Speakers
✅ Speakers → Username containing reserved sign `-
`
- Lists declared speakers accounts, different from speakers account with 1+ recordings.
- See also T297635 : Lingualibre filename separator should be mass migrated from
-
to —
, without breaking usernames nor words.
#defaultEndpoint:Lingualibre
SELECT *
WHERE {
?id prop:P2 entity:Q3 .
SERVICE wikibase:label {
bd:serviceParam wikibase:language "[AUTO_LANGUAGE],en" .
?id rdfs:label ?name .
}
BIND (regex(STR(?name),"-") AS ?has_fields_separator_in_username)
}
ORDER BY DESC (?has_fields_separator_in_username)
|
|
#defaultEndpoint:Lingualibre
SELECT ?has_fields_separator_in_username (COUNT(?has_fields_separator_in_username) AS ?found)
WHERE {
?id prop:P2 entity:Q3 .
SERVICE wikibase:label {
bd:serviceParam wikibase:language "[AUTO_LANGUAGE],en" .
?id rdfs:label ?name .
}
BIND (regex(STR(?name),"-") AS ?has_fields_separator_in_username)
# filter( regex(?name, "-" ))
}
#ORDER BY DESC (?has_fields_separator_in_username)

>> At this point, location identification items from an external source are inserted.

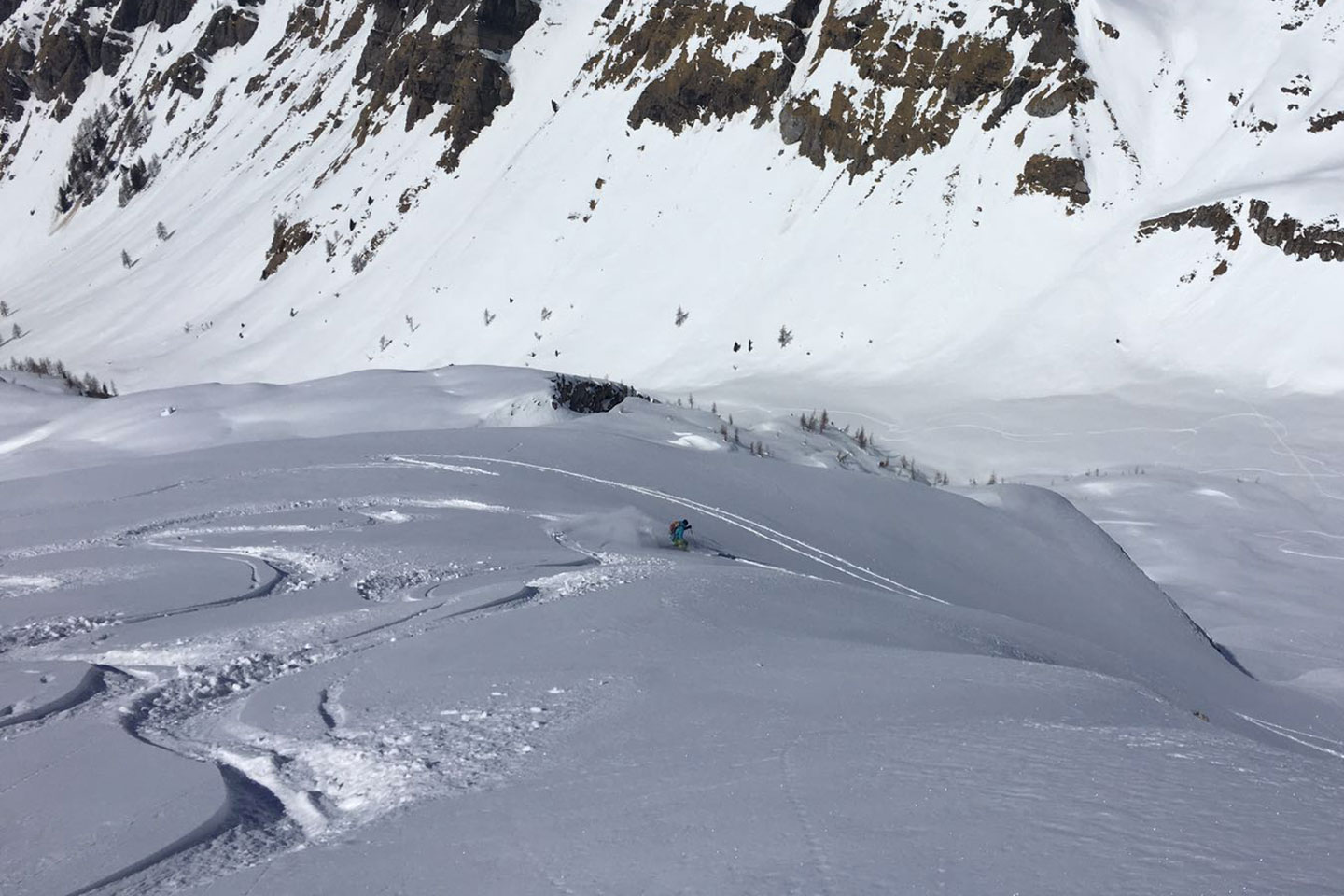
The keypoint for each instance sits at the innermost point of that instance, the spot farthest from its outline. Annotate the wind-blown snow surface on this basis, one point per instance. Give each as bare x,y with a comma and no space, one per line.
464,657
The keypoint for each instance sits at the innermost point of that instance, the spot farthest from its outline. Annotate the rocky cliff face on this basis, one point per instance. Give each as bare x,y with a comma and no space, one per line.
818,165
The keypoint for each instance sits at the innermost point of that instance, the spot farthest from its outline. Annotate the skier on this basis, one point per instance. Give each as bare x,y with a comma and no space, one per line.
678,531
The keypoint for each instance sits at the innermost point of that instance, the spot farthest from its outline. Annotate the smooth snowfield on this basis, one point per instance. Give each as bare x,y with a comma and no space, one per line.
568,238
409,660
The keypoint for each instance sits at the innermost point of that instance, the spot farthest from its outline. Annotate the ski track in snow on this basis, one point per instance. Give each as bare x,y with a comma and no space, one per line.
284,791
758,529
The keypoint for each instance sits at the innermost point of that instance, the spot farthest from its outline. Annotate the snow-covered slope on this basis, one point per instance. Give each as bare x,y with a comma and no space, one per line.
1002,199
467,656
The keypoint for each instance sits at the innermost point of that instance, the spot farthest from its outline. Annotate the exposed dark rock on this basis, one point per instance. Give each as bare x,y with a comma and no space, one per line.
962,70
1063,177
1295,238
15,61
583,395
187,76
229,27
464,69
1323,121
137,14
1214,217
700,86
287,239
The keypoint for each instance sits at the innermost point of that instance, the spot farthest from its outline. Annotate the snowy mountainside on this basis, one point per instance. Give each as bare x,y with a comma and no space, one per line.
1070,195
468,654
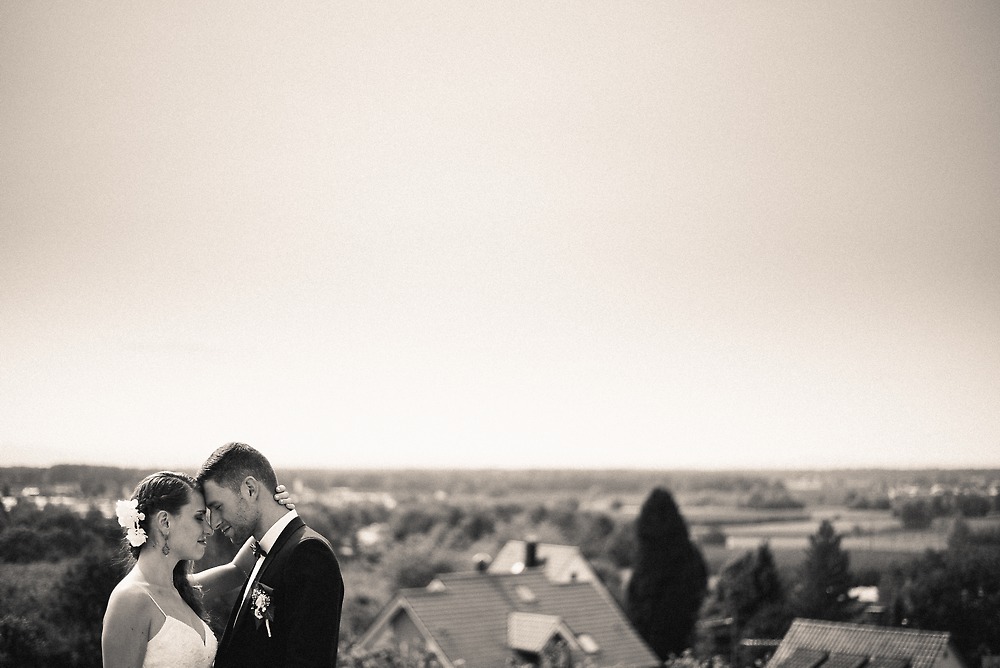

GROUP BY (?has_fields_separator_in_username)
|
|
✅ Recordings → Gascon `Q930` recordings containing reserved sign `-
`
- See also T297635 : Lingualibre filename separator should be mass migrated from
-
to —
, without breaking usernames nor words.
#defaultEndpoint:Lingualibre
SELECT *
WHERE {
?id prop:P2 entity:Q2 .
?id prop:P4 entity:Q930 .
SERVICE wikibase:label {
bd:serviceParam wikibase:language "[AUTO_LANGUAGE],en" .
?id rdfs:label ?name .
}
BIND (regex(STR(?name),"-") AS ?has_fields_separator_in_written_word)
}
ORDER BY DESC (?has_fields_separator_in_written_word)
|
|
#defaultEndpoint:Lingualibre
SELECT ?has_fields_separator_in_username (COUNT(?has_fields_separator_in_username) AS ?found)
WHERE {
?id prop:P2 entity:Q2 .
?id prop:P4 entity:Q930 .
SERVICE wikibase:label {
bd:serviceParam wikibase:language "[AUTO_LANGUAGE],en" .
?id rdfs:label ?name .
}
BIND (regex(STR(?name),"-") AS ?has_fields_separator_in_written_word)
# filter( regex(?name, "-" ))
}
#ORDER BY DESC (?has_fields_separator_in_written_word)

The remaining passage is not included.